Celltrion Healthcare also announced data from a first-in-human study of CT-P17, a recombinant humanised monoclonal antibody developed as a biosimilar to the reference product adalimumab. The study was designed to evaluate the safety, including immunogenicity and pharmacokinetics, of CT-P17 (40 mg/0.4 mL) compared with EU-reference adalimumab (40 mg/0.4 mL) in healthy male subjects.²

In this phase 1, randomised, double-blind, active comparator study, healthy male subjects aged 18 to 55 years (N = 30) were randomised in a 1:1 ratio to receive 40 mg of either CT-P17 or EU-reference adalimumab by SC injection. 

Single SC doses of 40 mg of CT-P17 or EU-reference adalimumab were well-tolerated and the safety profile of CT-P17, including immunogenicity, was comparable with that of EU-reference adalimumab in these healthy male subjects.

“Overall, the proportion of subjects with positive ADA and neutralising antibodies results after the study drug administration was similar in the two treatment groups,” said Professor Edward Keystone, Senior Consultant Rheumatologist, Mount Sinai Hospital, Toronto, Canada. “Pharmacokinetic results were also comparable between the two treatment arms.”

Mr Hyoung-Ki Kim, Vice Chairman at Celltrion Healthcare, said, “With the availability of the CT-P13 SC, patients could now be treated with infliximab SC before switching to other costly biologics with a different mechanism of action or JAK-inhibitors. Celltrion Healthcare will target CT-P13 SC as the preferred agent prior to second-line treatment in rheumatoid arthritis. Together with the subcutaneous formulation of CT-P13, the development of the biosimilar adalimumab, CT-P17, will offer opportunities in improving access to treatment and increasing treatment options worldwide.  Celltrion Healthcare remains highly committed to developing our biosimilar portfolio and delivering value to patients, payers and healthcare providers.”

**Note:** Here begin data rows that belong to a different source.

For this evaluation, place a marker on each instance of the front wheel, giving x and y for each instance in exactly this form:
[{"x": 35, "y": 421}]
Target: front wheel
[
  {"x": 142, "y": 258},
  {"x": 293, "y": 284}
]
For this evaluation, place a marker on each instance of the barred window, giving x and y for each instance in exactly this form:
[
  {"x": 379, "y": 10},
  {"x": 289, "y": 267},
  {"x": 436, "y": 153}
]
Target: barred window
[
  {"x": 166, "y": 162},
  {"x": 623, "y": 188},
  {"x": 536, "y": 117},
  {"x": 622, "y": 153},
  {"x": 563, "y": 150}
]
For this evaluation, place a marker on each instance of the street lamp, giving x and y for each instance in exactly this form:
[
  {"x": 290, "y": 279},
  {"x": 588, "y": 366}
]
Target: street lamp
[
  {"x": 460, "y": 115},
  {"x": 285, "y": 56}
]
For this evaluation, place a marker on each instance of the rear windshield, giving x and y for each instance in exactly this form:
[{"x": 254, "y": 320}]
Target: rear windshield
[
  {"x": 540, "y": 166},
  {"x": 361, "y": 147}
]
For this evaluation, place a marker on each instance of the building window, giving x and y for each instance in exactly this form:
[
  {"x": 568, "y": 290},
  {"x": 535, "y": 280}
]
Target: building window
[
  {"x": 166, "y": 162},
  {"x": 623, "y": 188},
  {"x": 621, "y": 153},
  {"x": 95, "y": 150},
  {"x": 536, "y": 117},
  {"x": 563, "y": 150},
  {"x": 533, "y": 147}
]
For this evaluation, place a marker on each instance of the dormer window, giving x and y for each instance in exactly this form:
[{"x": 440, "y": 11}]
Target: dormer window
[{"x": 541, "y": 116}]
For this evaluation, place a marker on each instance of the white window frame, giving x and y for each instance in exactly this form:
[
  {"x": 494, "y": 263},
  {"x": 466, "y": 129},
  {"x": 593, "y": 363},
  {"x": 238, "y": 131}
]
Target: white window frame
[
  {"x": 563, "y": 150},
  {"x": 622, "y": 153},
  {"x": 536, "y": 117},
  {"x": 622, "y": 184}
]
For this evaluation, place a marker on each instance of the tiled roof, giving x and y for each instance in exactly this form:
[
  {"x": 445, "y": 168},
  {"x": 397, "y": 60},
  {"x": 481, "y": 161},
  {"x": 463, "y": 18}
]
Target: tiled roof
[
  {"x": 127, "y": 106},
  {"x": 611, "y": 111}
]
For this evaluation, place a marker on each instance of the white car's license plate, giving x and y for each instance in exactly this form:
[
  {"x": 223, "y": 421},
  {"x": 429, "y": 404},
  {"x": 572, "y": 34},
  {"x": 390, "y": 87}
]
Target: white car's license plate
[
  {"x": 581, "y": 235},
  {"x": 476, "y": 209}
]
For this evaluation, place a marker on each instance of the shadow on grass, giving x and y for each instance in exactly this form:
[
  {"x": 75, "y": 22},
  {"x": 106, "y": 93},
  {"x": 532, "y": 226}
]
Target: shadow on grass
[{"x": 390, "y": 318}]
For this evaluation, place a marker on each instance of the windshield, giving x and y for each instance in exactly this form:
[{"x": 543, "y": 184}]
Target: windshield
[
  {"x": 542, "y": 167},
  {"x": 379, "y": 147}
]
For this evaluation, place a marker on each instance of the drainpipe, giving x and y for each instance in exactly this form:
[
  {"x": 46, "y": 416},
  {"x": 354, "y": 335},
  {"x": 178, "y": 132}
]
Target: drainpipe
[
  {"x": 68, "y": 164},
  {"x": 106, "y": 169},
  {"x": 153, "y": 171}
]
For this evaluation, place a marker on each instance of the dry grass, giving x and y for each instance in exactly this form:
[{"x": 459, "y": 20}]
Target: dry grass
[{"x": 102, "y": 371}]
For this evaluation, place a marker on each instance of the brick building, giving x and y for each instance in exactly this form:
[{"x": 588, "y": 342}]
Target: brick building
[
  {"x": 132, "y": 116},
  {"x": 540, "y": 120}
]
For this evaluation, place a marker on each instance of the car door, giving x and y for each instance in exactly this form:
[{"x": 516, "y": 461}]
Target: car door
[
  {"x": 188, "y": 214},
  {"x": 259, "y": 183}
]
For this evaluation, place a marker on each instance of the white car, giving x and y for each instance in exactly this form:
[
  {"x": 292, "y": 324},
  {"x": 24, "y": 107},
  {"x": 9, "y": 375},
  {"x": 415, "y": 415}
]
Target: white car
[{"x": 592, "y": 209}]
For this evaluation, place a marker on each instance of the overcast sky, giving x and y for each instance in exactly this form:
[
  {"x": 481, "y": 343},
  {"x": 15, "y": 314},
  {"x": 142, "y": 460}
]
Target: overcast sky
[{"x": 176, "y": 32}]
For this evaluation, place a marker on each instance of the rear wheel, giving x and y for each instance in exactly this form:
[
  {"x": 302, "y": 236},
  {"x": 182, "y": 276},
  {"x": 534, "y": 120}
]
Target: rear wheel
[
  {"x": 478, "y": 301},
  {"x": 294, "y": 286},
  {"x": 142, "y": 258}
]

[i] Westhovens R, Wiland P, Zawadzki M et al. Efficacy and Safety of a Novel Subcutaneous Formulation of CT-P13 over the 1-year Treatment Period and After Switching from Intravenous CT-P13 in Patients with Active Rheumatoid Arthritis: Results from Part 2 of Phase I/III Randomized Controlled Trial. Poster Number 0548. Presented at ACR 2019.

[ii] Keystone E, Furst D, Boyce M et al. A Pilot Phase 1, Randomized, Double-blind, Two-arm, Parallel Group, Single-dose Study to Evaluate the Safety and Pharmacokinetics of CT-P17 and Humira in Healthy Male Subjects. Poster Number 0503. Presented at ACR 2019.

[iii] Westhovens R, et al. SAT0170 A novel formulation of CT-P13 for subcutaneous administration: 30 week results from a part 2 of phase phase i/iii randomised controlled trial. Ann Rheum Dis 2019;78:1158-1159.